If AUP’s community is truly committed to diversity and allyship, it needs to be demonstrated through actions, not just words. In the case of AUP’s current student body, doing the work of dismantling the world’s injustices, including racism, doesn’t have to start after graduation. Students can be an ally in the classroom, in the library and in the AMEX too.  

This post is an attempt to provide bite-sized advice on how to begin navigating the terrain of allyship, which can often be a difficult task. 

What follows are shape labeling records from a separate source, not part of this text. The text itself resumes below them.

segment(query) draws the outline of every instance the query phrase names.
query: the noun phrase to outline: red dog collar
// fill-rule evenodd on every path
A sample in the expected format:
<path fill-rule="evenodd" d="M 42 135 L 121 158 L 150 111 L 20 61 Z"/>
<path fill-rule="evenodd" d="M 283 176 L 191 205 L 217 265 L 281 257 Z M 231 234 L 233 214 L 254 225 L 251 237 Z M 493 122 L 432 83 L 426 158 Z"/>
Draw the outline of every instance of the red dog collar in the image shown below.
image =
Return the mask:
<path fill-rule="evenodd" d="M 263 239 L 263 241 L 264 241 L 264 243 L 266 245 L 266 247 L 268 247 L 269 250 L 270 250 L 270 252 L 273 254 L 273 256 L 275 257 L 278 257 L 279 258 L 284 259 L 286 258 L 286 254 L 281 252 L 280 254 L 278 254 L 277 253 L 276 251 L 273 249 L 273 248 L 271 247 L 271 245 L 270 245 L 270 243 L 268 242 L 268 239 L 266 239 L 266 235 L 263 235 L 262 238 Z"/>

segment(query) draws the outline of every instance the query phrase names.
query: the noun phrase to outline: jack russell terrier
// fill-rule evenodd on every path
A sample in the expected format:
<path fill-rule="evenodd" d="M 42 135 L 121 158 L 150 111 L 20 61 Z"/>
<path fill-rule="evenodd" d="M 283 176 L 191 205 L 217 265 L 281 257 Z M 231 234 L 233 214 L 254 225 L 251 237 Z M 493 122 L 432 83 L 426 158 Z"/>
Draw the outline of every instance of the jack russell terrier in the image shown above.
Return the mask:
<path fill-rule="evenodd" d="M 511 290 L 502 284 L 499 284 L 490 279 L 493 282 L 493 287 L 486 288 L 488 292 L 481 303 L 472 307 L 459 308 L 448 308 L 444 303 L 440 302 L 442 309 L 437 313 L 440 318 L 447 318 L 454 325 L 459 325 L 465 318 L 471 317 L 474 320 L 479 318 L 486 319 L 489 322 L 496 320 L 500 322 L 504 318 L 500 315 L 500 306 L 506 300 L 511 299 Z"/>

1. Hold Yourself Accountable 

Because of AUP’s internationally diverse student body, there’s a misconception among students that racism does not exist within the University’s walls. Worldly perspectives, though cogent in many ways, do not eliminate the existence of racism, nor do they remove the need to discuss it. Remember that in many of the countries that make AUP so geographically diverse, racism exists abundantly and, often, violently. 
If a Black student or student of color calls you out for doing or saying something racist in class, deflecting or getting defensive is not the right response. Your intentions in the situation at hand are irrelevant, and your life in international settings (at AUP or otherwise) does not absolve you from racist behavior. In order to make changes both within and beyond the University, acknowledgement of how you uphold racial inequity is the first and most imperative step you must take.

2. Take Action 

In my time at AUP, I often found that actions against racism were spearheaded by the University’s Black students and students of color. And while our voices are irreplaceable, it must be said that combating racism should not and cannot rest solely on the shoulders of those who racism most directly harms. White people, with all of the privileges they actively and inactively glean from racism as a structure of power, must use those privileges to dismantle racist systems. The bare minimum you can do is call out something racist someone says in class or tell your non-Black friend that they cannot say the N-word in their performance of “Gold Digger” during karaoke night at the AMEX. There is nothing, beyond a lifelong experience with white comfort, preventing you from regularly taking action against racism in the everyday instances it pops up in your life. And if you think talking about racism as a White person is uncomfortable, imagine doing so as the only Black person in a room.

3. Advance Your Knowledge

Conversations about race, racism and allyship have been taking place for decades and have been constantly evolving as time has passed. Therefore, to be devoted to allyship and anti-racism means one must be equally devoted to learning more about these subjects. In writing this post, I’ve been given a platform to write about racism and allyship, but I’m far from the only relevant voice on the topic. There are people far smarter and more qualified than I – like Angela Davis, Toni Morrison, and Mikki Kendall to name a few – who’ve been writing and speaking on these issues for most of their lives. I implore anyone reading this to please read and listen to their bodies of work.